UEFA lehnt Antrag von Stadtrat und OB Reiter ab, Allianz Arena in Regenbogenfarben zu beleuchten - München reagiert

Fröttmaning - Die UEFA hat den Wunsch der Stadt München abgelehnt, die „Fußball Arena München“, wie die Allianz Arena während der EM genannt wird, im letzten Gruppenspiel der deutschen Nationalmannschaft gegen Ungarn in Regenbogenfarben zu beleuchten.

Auf Hallo-Anfrage erklärte der Verband, er sei politisch und religiös neutral. Da die Anfrage der Stadt im Kontext zu einer Entscheidung des ungarischen Parlaments stehe, müsse man diese ablehnen. Man habe aber vorgeschlagen, die Arena zum „Christopher Street Liberation Day“ am 28. Juni oder zur Münchner „Pride Week“ in Regenbogenfarben leuchten zu lassen.

Stadtrat und OB Dieter Reiter hatten sich dafür stark gemacht, da Ungarn am 15. Juni ein Gesetz erlassen hatte, welches Informationen zu Homosexualität und Transgeschlechtlichkeit verbietet, die für Kinder und Jugendliche zugänglich sein könnten.
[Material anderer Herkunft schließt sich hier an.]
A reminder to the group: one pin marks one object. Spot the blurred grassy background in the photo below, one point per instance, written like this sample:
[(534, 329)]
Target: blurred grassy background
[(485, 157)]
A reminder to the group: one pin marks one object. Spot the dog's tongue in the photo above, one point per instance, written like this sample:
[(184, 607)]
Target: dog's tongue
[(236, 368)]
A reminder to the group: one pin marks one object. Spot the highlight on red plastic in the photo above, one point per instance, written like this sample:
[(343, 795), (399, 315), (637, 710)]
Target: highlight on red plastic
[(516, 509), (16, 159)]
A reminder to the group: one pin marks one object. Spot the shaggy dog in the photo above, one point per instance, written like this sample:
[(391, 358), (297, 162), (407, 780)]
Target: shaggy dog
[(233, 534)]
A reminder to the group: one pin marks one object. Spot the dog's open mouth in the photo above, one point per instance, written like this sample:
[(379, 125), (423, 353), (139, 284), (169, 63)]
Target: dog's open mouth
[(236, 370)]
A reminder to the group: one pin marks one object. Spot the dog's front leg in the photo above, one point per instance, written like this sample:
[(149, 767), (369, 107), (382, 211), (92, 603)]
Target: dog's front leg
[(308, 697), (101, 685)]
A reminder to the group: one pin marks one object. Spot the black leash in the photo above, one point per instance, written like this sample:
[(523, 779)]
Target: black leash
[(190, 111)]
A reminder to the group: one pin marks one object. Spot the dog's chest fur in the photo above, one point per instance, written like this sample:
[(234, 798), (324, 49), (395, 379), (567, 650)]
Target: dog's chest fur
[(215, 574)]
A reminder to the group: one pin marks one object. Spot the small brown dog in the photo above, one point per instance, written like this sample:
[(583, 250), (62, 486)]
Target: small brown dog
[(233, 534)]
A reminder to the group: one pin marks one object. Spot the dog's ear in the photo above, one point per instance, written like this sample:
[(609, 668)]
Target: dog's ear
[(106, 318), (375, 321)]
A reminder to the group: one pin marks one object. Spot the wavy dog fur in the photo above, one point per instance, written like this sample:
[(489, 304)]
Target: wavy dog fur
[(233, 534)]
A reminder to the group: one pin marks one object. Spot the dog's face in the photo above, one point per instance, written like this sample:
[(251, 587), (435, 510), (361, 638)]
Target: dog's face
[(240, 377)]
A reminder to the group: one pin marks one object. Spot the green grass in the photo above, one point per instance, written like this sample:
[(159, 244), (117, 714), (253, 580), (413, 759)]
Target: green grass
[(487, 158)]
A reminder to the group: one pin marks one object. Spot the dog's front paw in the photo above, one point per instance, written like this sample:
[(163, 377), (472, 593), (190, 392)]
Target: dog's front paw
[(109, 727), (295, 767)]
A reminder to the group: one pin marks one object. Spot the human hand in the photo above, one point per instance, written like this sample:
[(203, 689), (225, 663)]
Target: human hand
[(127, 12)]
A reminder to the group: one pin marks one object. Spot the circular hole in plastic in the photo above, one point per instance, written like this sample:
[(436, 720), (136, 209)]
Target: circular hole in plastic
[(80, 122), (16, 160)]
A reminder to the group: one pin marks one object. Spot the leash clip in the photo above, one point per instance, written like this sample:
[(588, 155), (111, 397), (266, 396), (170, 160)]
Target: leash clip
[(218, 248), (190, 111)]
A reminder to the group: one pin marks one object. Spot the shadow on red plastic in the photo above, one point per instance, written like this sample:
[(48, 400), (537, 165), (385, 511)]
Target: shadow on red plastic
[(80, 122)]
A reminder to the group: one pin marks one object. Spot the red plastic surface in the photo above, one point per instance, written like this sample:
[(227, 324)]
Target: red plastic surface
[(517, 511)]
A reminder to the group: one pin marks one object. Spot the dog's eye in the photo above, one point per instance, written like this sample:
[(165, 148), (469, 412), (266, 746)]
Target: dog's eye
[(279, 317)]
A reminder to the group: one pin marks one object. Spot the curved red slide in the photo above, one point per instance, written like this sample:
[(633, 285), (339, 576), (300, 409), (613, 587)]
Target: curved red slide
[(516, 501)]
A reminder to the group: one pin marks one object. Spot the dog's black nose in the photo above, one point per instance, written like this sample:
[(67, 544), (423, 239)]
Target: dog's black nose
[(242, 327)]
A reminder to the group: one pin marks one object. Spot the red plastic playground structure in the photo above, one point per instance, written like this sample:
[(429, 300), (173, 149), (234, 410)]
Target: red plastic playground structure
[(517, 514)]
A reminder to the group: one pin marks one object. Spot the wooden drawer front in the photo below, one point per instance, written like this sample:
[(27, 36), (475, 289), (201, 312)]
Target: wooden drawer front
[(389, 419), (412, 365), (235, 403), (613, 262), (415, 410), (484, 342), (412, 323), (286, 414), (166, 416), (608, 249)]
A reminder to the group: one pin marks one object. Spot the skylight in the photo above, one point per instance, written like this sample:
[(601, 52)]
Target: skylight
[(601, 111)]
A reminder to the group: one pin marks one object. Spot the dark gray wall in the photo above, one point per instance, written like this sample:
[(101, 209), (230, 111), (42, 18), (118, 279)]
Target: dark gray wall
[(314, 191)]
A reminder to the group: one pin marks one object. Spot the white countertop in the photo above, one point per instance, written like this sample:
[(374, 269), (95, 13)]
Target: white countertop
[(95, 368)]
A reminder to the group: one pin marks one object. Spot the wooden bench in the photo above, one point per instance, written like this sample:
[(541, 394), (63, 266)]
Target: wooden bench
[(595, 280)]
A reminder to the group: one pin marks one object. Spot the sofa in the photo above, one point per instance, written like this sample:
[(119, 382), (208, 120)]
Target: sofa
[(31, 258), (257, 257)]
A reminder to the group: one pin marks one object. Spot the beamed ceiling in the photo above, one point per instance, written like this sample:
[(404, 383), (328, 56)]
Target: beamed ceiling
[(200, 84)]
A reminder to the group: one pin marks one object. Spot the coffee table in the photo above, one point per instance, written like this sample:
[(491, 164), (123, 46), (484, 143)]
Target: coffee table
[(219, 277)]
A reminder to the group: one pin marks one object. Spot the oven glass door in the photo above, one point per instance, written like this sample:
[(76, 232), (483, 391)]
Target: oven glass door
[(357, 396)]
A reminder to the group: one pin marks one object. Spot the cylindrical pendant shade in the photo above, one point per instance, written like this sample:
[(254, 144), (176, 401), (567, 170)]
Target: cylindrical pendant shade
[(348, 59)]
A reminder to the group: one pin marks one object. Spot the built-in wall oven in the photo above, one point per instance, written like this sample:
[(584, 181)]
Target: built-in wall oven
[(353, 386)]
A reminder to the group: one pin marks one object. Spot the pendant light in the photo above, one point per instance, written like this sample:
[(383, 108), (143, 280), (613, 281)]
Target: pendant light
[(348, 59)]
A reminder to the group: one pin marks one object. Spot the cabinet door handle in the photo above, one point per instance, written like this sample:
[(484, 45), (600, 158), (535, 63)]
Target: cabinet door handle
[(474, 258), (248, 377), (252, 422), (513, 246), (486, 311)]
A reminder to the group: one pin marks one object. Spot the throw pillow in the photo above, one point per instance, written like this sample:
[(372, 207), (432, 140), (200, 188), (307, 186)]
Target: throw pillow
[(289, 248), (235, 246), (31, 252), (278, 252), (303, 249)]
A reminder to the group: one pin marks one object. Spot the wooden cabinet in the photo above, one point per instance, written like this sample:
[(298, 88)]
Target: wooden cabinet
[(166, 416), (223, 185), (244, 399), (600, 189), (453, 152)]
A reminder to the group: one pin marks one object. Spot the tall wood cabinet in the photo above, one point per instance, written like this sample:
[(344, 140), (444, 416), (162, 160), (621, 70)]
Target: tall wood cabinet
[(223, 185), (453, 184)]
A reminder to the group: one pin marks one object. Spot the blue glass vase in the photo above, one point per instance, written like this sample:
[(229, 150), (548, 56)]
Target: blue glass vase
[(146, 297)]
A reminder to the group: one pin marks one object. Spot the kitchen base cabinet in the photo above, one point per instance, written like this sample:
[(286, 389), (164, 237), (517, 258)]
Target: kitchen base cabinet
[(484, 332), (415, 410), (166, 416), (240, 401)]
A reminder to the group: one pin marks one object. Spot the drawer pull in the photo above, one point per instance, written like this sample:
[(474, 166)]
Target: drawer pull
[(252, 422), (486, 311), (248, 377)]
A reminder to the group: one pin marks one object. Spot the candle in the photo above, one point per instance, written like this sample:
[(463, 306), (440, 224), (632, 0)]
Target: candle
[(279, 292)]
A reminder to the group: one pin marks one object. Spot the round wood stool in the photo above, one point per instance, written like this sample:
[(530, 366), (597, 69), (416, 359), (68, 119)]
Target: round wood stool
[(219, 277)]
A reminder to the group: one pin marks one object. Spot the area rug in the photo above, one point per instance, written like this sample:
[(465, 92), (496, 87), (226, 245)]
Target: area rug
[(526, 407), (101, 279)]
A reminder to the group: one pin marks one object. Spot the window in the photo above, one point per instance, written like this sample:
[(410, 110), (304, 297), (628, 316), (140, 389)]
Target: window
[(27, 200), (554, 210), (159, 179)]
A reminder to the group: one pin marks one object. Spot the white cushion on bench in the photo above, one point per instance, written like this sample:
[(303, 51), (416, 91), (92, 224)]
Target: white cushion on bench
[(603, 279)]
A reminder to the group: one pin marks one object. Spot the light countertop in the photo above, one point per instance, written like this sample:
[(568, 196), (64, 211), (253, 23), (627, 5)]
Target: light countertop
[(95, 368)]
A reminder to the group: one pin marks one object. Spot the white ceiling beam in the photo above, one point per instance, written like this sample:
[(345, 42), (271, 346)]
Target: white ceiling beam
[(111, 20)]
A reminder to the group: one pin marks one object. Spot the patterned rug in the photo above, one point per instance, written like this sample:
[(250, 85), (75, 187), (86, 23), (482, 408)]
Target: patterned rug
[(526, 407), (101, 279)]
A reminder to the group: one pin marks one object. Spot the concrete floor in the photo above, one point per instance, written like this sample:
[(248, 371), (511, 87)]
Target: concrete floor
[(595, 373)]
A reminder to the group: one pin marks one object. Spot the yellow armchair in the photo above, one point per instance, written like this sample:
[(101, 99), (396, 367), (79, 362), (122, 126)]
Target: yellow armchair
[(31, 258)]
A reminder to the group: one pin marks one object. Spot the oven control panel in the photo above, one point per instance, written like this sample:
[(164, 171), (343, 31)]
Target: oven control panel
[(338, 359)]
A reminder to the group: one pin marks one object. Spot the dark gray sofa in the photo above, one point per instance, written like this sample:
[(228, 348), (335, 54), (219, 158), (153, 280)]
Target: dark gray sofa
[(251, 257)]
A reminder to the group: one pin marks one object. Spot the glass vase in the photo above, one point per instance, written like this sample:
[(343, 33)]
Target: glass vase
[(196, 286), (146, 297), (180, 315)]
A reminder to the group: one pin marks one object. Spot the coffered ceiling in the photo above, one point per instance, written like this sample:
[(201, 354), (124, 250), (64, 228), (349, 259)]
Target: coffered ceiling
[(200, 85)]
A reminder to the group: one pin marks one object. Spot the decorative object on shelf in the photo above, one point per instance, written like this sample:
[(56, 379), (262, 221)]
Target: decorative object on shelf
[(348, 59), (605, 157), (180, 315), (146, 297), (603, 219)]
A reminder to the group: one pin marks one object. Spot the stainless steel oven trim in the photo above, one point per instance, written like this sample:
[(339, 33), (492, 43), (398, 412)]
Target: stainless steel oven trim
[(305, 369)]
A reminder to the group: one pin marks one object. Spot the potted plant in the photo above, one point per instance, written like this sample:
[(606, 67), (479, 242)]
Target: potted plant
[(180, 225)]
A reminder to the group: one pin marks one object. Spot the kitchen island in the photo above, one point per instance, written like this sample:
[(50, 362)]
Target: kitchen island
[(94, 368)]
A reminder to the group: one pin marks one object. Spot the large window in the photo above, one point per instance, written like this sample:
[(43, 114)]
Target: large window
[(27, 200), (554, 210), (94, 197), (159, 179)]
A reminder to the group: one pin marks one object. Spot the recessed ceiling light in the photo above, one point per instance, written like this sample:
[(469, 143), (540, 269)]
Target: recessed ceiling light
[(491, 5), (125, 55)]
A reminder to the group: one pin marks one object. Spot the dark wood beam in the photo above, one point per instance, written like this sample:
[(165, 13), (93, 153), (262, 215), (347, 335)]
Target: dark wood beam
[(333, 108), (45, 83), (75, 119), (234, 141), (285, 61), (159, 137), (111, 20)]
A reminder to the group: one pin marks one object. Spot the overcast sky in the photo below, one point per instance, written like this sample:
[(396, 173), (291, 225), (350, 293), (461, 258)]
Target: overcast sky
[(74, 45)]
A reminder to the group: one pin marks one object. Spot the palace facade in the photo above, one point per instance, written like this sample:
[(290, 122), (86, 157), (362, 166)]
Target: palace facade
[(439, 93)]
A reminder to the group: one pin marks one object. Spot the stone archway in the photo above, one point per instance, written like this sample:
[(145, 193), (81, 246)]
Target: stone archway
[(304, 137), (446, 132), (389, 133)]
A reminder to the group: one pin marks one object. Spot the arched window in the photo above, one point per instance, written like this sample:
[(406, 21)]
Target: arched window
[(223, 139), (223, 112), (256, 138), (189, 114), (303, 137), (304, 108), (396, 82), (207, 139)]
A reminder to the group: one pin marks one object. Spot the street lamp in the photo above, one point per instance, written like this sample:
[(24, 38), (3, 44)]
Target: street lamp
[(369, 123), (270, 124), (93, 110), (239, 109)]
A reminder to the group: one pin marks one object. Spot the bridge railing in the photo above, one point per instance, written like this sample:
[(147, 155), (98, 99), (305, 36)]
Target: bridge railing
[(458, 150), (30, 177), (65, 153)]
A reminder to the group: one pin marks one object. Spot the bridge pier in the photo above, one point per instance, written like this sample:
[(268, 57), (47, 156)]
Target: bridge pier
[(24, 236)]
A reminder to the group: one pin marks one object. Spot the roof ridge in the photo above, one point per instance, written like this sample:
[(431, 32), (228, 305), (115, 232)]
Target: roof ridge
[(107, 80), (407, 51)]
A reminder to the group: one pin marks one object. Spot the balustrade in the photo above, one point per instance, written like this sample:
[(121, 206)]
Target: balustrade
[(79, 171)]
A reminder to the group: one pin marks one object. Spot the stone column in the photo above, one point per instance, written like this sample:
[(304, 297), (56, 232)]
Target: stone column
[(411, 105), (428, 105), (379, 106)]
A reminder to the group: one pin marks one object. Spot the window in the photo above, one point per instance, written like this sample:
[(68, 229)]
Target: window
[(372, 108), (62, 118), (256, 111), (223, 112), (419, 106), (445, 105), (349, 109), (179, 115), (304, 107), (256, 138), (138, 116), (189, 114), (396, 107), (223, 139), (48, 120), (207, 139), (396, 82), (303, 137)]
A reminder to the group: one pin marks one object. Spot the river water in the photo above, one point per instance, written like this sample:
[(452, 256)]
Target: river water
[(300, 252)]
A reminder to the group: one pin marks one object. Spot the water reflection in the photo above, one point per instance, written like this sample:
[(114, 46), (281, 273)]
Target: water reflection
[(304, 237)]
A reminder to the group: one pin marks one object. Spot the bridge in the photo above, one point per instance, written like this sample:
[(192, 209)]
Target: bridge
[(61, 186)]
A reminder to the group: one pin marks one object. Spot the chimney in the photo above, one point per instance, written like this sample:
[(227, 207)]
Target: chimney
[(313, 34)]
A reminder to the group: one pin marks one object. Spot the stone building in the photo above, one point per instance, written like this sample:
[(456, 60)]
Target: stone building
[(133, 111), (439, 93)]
Reiter betonte, dass dies unter anderem gegen die EU-Grundrechtecharta und die UN-Kinderrechtskonvention verstoße und appellierte, die Beleuchtung zu erlauben, um ein „sichtbares Signal für unser gemeinsames Werteverständnis zu senden.“

OB Reiter kündigt an: Rathaus in München wird mit Regenbogenfahnen beflaggt, Olympiaturm und Windrad bunt beleuchtet

Reiter sei von UEFA und DFB enttäuscht. Man werde das nicht tatenlos hinnehmen: „Wir werden nicht nur das Münchner Rathaus mit Regenbogenfahnen beflaggen, sondern auch das Windrad an der Arena bunt leuchten lassen und den Münchner Olympiaturm“, kündigt er an.

Nicht nur die Stadt will handeln: Das Münchner „Christopher Street Day“-Team hat angekündigt, regenbogenfarbene Flaggen vor dem Stadion zu verteilen. Die Idee: Bis zu 11 000 Fans setzen damit beim Spiel ein Zeichen gegen Homo- und Trans-Feindlichkeit. Die Organisatoren einer Online-Petition, die Arena in Regenbogenfarben leuchten zu lassen, haben die über 290.000 Unterzeichner aufgefordert, DFB-Präsident und UEFA-Exklusivkomitee-Mitglied Rainer Koch um Unterstützung zu bitten. Das Wohn- und Kulturzentrum „Bellevue di Monaco“ hat erklärt, sein Dachsport-Stadion „Kurt-Landauer-Platz“ in Regenbogenfarben leuchten zu lassen.

Auch BA Moosach will Zeichen für Toleranz setzen: Zebrastreifen in der Riesstraße soll in Regenbogenfarben markiert werden

Auch der BA Moosach möchte ein Zeichen für Toleranz setzen. Auf Initiative der Grünen fordert das Gremium, einen Zebrastreifen in der Riesstraße zur „Pride Week“ von 3. bis 11. Juli temporär in Regenbogenfarben zu markieren.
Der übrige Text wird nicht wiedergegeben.